SyntaxShap: Syntax-aware Explainability Method for Text Generation
This addresses the need for explainability in safety-critical domains using large language models, though it is an incremental improvement by adapting existing methods to text generation.
The paper tackles the problem of explaining text generation models by introducing SyntaxShap, a syntax-aware method that extends Shapley values to incorporate syntactic dependencies, and shows it produces more faithful and coherent explanations compared to state-of-the-art methods.

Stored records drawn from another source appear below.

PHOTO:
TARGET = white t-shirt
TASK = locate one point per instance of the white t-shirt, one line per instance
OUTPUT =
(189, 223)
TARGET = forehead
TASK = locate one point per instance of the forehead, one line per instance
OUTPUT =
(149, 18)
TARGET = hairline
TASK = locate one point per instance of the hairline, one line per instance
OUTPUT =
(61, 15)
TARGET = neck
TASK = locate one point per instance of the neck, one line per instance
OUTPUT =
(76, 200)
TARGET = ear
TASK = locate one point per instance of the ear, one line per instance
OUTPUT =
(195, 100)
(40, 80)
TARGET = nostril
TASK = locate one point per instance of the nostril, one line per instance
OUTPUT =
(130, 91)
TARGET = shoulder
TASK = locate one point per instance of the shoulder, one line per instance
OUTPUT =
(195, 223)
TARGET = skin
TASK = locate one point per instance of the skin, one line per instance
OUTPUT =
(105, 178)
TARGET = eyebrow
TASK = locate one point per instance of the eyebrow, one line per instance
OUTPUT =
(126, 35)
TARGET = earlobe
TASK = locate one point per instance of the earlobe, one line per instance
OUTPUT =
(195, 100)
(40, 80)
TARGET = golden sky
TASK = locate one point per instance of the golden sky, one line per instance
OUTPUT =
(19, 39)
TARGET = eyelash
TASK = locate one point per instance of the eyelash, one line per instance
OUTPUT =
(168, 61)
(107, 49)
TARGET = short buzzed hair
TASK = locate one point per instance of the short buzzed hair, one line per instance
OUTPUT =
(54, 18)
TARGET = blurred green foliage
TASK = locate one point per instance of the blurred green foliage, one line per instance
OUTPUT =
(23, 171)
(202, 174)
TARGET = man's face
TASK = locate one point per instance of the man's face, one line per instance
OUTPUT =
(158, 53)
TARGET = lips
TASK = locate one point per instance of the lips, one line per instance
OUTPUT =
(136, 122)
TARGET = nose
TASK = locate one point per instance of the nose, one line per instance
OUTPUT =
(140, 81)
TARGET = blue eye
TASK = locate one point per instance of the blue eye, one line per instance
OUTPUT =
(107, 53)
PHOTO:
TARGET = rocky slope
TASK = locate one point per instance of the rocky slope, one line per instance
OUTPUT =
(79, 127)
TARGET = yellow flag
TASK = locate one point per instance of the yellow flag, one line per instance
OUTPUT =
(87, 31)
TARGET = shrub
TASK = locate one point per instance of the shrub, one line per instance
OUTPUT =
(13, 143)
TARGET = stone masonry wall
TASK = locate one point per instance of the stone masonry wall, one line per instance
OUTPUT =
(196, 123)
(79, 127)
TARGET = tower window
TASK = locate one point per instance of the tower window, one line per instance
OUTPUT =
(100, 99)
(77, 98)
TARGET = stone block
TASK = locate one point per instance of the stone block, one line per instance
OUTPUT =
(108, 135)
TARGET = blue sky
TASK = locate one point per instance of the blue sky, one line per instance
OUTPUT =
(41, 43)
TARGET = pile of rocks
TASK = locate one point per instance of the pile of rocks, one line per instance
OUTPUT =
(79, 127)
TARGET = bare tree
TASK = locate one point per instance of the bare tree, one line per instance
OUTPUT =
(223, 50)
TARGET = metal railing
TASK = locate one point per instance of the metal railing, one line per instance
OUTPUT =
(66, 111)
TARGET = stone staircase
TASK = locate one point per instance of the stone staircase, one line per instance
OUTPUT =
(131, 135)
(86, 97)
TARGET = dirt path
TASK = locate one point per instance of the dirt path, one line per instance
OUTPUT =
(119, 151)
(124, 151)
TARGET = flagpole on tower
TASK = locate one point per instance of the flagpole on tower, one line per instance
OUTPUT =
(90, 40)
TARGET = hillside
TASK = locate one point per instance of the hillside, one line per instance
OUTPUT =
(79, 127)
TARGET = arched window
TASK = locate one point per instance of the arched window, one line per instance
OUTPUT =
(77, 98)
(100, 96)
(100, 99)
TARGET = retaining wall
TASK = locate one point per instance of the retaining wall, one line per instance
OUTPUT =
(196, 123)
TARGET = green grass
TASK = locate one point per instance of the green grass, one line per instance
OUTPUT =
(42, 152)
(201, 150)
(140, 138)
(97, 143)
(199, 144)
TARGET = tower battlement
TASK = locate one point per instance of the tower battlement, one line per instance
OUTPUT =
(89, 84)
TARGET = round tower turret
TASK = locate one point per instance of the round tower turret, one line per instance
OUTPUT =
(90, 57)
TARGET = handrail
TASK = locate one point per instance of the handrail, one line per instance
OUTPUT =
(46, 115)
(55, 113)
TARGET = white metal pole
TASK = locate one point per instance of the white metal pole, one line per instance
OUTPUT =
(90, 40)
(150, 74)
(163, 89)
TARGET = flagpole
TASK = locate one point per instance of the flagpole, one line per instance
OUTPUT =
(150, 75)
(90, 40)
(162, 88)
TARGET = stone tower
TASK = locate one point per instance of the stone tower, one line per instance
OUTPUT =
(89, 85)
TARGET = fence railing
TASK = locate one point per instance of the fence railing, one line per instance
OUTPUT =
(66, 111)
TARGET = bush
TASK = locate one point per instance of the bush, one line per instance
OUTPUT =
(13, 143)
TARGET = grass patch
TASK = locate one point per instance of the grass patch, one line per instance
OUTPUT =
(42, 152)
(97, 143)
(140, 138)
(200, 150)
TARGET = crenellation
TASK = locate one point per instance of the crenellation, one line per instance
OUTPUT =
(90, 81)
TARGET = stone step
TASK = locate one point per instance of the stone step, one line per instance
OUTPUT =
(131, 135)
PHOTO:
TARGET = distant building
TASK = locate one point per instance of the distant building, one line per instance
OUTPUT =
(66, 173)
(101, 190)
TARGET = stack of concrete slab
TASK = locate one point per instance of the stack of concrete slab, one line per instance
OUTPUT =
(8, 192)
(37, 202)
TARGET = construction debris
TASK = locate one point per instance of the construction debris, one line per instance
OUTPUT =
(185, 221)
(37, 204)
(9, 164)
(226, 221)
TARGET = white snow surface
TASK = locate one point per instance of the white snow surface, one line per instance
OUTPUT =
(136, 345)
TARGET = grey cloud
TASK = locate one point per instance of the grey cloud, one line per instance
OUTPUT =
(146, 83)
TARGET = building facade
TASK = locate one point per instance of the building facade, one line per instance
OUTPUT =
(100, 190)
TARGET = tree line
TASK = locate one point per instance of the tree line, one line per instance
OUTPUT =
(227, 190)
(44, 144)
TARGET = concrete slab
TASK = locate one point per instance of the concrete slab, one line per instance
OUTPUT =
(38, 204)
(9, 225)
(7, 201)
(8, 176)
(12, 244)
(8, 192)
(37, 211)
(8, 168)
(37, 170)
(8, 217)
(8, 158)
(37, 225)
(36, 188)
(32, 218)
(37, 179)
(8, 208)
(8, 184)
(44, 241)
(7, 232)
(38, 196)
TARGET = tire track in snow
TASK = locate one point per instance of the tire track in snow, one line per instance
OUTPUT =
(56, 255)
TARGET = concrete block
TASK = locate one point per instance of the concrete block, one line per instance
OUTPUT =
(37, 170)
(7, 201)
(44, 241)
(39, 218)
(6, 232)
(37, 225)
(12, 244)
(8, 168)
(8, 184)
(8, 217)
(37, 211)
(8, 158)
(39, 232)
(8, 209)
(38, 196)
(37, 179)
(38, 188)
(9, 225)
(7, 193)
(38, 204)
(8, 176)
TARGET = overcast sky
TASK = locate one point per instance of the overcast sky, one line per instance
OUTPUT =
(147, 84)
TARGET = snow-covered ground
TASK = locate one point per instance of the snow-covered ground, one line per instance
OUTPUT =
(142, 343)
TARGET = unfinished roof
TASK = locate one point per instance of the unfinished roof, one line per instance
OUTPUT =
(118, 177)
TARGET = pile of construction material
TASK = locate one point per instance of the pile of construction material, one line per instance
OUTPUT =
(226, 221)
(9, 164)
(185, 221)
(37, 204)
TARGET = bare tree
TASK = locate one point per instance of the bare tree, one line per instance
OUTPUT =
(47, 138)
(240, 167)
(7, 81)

To harness the power of large language models in safety-critical domains, we need to ensure the explainability of their predictions. However, despite the significant attention to model interpretability, there remains an unexplored domain in explaining sequence-to-sequence tasks using methods tailored for textual data. This paper introduces SyntaxShap, a local, model-agnostic explainability method for text generation that takes into consideration the syntax in the text data. The presented work extends Shapley values to account for parsing-based syntactic dependencies. Taking a game theoric approach, SyntaxShap only considers coalitions constraint by the dependency tree. We adopt a model-based evaluation to compare SyntaxShap and its weighted form to state-of-the-art explainability methods adapted to text generation tasks, using diverse metrics including faithfulness, coherency, and semantic alignment of the explanations to the model. We show that our syntax-aware method produces explanations that help build more faithful and coherent explanations for predictions by autoregressive models. Confronted with the misalignment of human and AI model reasoning, this paper also highlights the need for cautious evaluation strategies in explainable AI.